Le crédit d’impôt de 50 % s’applique uniquement aux prestations de petits travaux de bricolage ou de jardinage. Pour l’aide à la personne (ménage, toilette, repas), les aides principales sont l’APA, l’aide-ménagère départementale et les aides des caisses de retraite.
Quelle est la différence entre un service prestataire et un service mandataire ?
Avec un service prestataire, l’organisme emploie les aides à domicile et vous êtes client.
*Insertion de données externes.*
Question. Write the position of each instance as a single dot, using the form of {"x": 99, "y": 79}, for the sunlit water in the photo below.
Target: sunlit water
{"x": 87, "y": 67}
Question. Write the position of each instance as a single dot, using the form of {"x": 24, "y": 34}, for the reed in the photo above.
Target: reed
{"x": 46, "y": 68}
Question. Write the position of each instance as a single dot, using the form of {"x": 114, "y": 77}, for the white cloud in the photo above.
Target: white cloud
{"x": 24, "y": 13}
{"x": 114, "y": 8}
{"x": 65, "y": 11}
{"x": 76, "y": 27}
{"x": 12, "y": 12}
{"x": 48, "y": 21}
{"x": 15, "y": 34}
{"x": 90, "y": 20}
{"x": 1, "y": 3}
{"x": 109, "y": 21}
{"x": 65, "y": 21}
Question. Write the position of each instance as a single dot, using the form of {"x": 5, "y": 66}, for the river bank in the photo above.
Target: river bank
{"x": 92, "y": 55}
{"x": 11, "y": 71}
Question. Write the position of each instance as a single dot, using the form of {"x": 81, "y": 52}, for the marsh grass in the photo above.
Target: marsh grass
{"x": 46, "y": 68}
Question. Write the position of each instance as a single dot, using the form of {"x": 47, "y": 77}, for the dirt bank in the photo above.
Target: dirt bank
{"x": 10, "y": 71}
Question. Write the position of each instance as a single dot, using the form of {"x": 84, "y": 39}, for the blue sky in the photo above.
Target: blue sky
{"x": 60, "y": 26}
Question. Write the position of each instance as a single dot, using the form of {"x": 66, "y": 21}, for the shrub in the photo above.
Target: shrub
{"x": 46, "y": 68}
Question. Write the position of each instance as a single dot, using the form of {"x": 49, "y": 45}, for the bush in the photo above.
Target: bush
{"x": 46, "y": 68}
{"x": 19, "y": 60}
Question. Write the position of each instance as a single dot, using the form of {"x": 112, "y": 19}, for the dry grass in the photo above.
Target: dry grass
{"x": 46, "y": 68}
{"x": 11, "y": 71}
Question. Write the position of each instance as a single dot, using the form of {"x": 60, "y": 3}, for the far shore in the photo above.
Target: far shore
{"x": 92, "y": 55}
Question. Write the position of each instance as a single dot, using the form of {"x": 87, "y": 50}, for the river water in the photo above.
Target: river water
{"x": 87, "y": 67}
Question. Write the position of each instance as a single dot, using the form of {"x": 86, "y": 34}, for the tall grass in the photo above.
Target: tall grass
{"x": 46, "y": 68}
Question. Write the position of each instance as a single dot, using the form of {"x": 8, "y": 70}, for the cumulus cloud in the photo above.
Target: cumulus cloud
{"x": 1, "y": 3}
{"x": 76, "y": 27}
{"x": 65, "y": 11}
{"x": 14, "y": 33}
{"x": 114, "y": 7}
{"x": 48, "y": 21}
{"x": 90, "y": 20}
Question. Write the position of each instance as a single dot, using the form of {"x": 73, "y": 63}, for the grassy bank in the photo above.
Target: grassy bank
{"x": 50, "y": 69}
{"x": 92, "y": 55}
Avec un service mandataire, vous restez l’employeur, mais le service vous aide à recruter et à gérer les formalités administratives.
Comment déclarer une aide à domicile employée directement ?
Utilisez le CESU déclaratif : adhérez au CNCESU sur le site de l’URSSAF, vous recevrez un chéquier CESU et une autorisation de prélèvement pour les cotisations. La déclaration et le paiement se font ensuite en ligne ou par volet social.
Quelles aides financières existent pour les seniors autonomes ?
Les seniors autonomes mais rencontrant des difficultés pour les tâches ménagères peuvent solliciter l’aide-ménagère du département (sous conditions de ressources et d’âge) ou les aides de leur caisse de retraite (portage de repas, heures d’aide à domicile, etc.).
Comment rompre un contrat avec un service d'aide à domicile ?
Pour un service prestataire, envoyez une lettre de résiliation en recommandé en respectant le préavis. Pour un emploi direct ou un service mandataire, vous devez procéder à un licenciement selon les règles du droit du travail (motif réel et sérieux, procédure).